The conclusions drawn on the statistics of the ESD function of the largest eigenvalues of normalized spatio-temporal color tensor expression profile, and their tails, were build upon modeling this process as a covariance matrix model in RMT. Even though we observed that in a majority of cases in group C, the tails of these ESD functions decay with a power law exponent mimicking systems exhibiting SOC, while those of group DM follow Tracy–Widom statistics, a natural question of great importance is whether the Information-plus-noise model would be a better choice, which could lead to a concise universal results on the statistics of the tails and their decay rate. It should be also noted that sharp edges in the bulk of these ESD functions were not observed. Another important aspect is the study of subspace stability spanned by the eigenvectors associated with the largest eigenvalues. Following the subspace spanned by these eigenvectors, one expects that the top eigenvector wobble around the true direction either due to the measurement noise or due to the presence of a systematic rotation caused by a hidden mechanism. Having said that, our hypothesis is that there should be a genuine motion of the largest eigenvector in time towards the uniform vector among subjects belonging to group C and away from the uniform vector over time among subjects of group DM. Studying the statistics of the largest eigenvectors and the stability of their corresponding spanned subspace is part of our future work. Our goal is not only to distinguish patients diagnosed with DN-related complications from a control group, but to map the journey, find transition points from mild to severe complications throughout this journey and to stage the disease, by studying different aspects of these eigenvectors.

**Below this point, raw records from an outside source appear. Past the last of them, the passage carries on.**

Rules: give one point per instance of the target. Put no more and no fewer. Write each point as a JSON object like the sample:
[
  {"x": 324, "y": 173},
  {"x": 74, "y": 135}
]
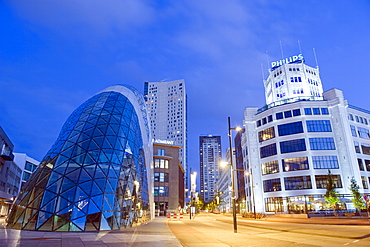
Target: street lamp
[{"x": 232, "y": 175}]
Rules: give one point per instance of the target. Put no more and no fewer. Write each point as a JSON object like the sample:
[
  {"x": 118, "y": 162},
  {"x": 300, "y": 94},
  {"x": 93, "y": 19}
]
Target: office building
[
  {"x": 291, "y": 143},
  {"x": 10, "y": 174},
  {"x": 97, "y": 176},
  {"x": 27, "y": 164},
  {"x": 168, "y": 178},
  {"x": 167, "y": 112},
  {"x": 210, "y": 157}
]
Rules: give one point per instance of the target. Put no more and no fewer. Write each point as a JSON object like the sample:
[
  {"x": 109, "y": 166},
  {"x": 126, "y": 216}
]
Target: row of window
[
  {"x": 298, "y": 145},
  {"x": 364, "y": 147},
  {"x": 300, "y": 183},
  {"x": 160, "y": 191},
  {"x": 358, "y": 119},
  {"x": 361, "y": 132},
  {"x": 294, "y": 128},
  {"x": 301, "y": 163},
  {"x": 293, "y": 113}
]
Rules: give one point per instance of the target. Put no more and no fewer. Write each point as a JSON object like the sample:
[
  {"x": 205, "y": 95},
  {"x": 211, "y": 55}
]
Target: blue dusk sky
[{"x": 54, "y": 55}]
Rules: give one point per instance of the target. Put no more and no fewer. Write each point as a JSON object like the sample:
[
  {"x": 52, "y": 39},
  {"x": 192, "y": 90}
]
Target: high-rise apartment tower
[
  {"x": 210, "y": 157},
  {"x": 167, "y": 111}
]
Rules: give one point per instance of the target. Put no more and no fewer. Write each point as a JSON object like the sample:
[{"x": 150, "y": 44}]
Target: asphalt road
[{"x": 217, "y": 230}]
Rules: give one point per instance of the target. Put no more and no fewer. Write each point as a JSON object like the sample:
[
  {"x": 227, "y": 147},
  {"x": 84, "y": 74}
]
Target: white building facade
[
  {"x": 210, "y": 158},
  {"x": 167, "y": 113},
  {"x": 290, "y": 144}
]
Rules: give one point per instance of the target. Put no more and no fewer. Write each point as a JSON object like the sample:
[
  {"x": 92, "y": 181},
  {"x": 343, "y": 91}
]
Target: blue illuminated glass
[{"x": 279, "y": 115}]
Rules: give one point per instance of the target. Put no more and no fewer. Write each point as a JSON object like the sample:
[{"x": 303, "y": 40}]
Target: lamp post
[{"x": 232, "y": 176}]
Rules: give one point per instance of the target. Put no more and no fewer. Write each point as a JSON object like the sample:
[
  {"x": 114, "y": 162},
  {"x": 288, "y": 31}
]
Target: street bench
[{"x": 349, "y": 214}]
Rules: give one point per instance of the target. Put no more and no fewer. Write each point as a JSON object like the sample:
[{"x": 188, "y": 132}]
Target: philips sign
[{"x": 292, "y": 59}]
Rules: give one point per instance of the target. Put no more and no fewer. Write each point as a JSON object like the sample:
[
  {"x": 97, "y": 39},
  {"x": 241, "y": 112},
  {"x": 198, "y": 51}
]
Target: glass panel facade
[
  {"x": 272, "y": 185},
  {"x": 295, "y": 164},
  {"x": 360, "y": 164},
  {"x": 298, "y": 183},
  {"x": 322, "y": 143},
  {"x": 325, "y": 162},
  {"x": 365, "y": 148},
  {"x": 290, "y": 128},
  {"x": 318, "y": 125},
  {"x": 268, "y": 150},
  {"x": 266, "y": 134},
  {"x": 292, "y": 146},
  {"x": 363, "y": 133},
  {"x": 322, "y": 181},
  {"x": 270, "y": 167},
  {"x": 94, "y": 177}
]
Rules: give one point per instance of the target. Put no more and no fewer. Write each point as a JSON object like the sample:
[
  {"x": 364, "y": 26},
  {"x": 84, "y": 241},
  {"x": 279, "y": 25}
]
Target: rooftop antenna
[
  {"x": 263, "y": 74},
  {"x": 314, "y": 53},
  {"x": 281, "y": 49},
  {"x": 299, "y": 45}
]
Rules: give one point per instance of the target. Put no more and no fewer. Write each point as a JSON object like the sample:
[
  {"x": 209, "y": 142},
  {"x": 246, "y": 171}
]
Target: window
[
  {"x": 360, "y": 165},
  {"x": 160, "y": 163},
  {"x": 270, "y": 167},
  {"x": 161, "y": 152},
  {"x": 290, "y": 128},
  {"x": 365, "y": 148},
  {"x": 292, "y": 146},
  {"x": 363, "y": 133},
  {"x": 160, "y": 191},
  {"x": 307, "y": 111},
  {"x": 367, "y": 165},
  {"x": 357, "y": 147},
  {"x": 353, "y": 130},
  {"x": 316, "y": 111},
  {"x": 160, "y": 177},
  {"x": 287, "y": 114},
  {"x": 322, "y": 181},
  {"x": 325, "y": 162},
  {"x": 266, "y": 134},
  {"x": 272, "y": 185},
  {"x": 322, "y": 143},
  {"x": 268, "y": 150},
  {"x": 318, "y": 126},
  {"x": 295, "y": 164},
  {"x": 279, "y": 115},
  {"x": 324, "y": 111},
  {"x": 296, "y": 112},
  {"x": 364, "y": 182},
  {"x": 298, "y": 183}
]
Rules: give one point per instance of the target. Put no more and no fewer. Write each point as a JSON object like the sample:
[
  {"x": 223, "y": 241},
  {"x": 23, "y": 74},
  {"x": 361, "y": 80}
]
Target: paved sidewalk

As part of our future work, we intend to investigate the performance of nested optimization-based algorithms that concurrently tune and find learner’s hyperparameters and the optimal weights, to combine the ensembles of learners on a larger population sample size. The apparent shortcoming of this study is the small sample size and ambiguities around calculation of the power of the study. However, it is worth noting that: (1) in order to make a priori power analysis, we would need to have an idea of what the size of the effect will be, and the variance of the variable of interest. Since this is a proof-of-concept study, no reliable estimation was available. (2) Intensity maps presented in Fig. 5 show that the mean of intensity difference among subjects of group DM is approximately 22 times larger than that of group C, which suggests that these two groups are indeed different. Therefore, this result is deemed as statistically meaningful despite study’s small sample size.

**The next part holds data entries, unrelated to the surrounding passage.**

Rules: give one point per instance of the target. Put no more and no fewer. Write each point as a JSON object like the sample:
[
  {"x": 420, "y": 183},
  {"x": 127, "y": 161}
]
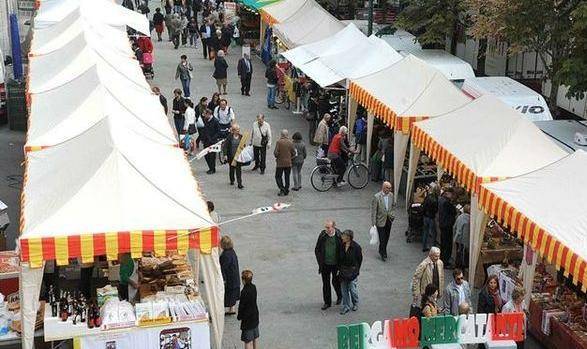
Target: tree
[
  {"x": 543, "y": 26},
  {"x": 431, "y": 21}
]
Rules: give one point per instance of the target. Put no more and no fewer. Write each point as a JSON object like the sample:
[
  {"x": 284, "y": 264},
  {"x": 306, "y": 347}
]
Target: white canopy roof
[
  {"x": 49, "y": 39},
  {"x": 57, "y": 68},
  {"x": 54, "y": 11},
  {"x": 344, "y": 58},
  {"x": 492, "y": 139},
  {"x": 309, "y": 24},
  {"x": 281, "y": 10},
  {"x": 70, "y": 110},
  {"x": 553, "y": 197},
  {"x": 451, "y": 66},
  {"x": 114, "y": 186},
  {"x": 412, "y": 88}
]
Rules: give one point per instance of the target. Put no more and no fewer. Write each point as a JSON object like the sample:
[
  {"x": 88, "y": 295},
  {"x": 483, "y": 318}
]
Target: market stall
[
  {"x": 544, "y": 208},
  {"x": 407, "y": 91},
  {"x": 483, "y": 141}
]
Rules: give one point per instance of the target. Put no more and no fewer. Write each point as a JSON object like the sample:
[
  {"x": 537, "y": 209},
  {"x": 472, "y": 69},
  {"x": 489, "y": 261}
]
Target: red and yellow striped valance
[
  {"x": 541, "y": 241},
  {"x": 382, "y": 111},
  {"x": 86, "y": 246},
  {"x": 450, "y": 163}
]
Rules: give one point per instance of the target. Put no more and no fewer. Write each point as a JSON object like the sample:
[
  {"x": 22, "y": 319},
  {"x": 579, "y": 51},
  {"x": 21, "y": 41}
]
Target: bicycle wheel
[
  {"x": 321, "y": 178},
  {"x": 358, "y": 176}
]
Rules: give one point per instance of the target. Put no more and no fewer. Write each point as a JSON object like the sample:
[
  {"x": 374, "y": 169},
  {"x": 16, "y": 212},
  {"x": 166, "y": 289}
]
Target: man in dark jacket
[
  {"x": 245, "y": 71},
  {"x": 327, "y": 253},
  {"x": 209, "y": 137},
  {"x": 447, "y": 215}
]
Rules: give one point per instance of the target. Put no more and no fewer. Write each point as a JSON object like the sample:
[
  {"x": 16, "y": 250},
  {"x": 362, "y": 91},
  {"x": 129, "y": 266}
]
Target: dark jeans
[
  {"x": 384, "y": 233},
  {"x": 205, "y": 47},
  {"x": 445, "y": 244},
  {"x": 238, "y": 171},
  {"x": 328, "y": 272},
  {"x": 280, "y": 174},
  {"x": 211, "y": 161},
  {"x": 260, "y": 154},
  {"x": 246, "y": 83}
]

Even though our ensemble learning classification technique based on COWE reached a sensitivity of 100% in detecting subjects diagnosed with DN after integrating only 4 video segments (each segment approximately two min long), we believe that recent techniques such as Cross-validated Optimal Weighted Ensemble with Internally Tuned Hyperparameters (COWE-ITH) could outperform our algorithm in terms of required number of video segments. In addition, there is a strong evidence that fusion of information obtained by investigating both variations in skin color and deformations in subject’s iris and pupil movements will outperform the outcome of each individual observation. This paves the road towards the design and development of an inexpensive home-based contact-less, non-invasive diagnostic POCD for early detection of diabetic neuropathy and its associated complications.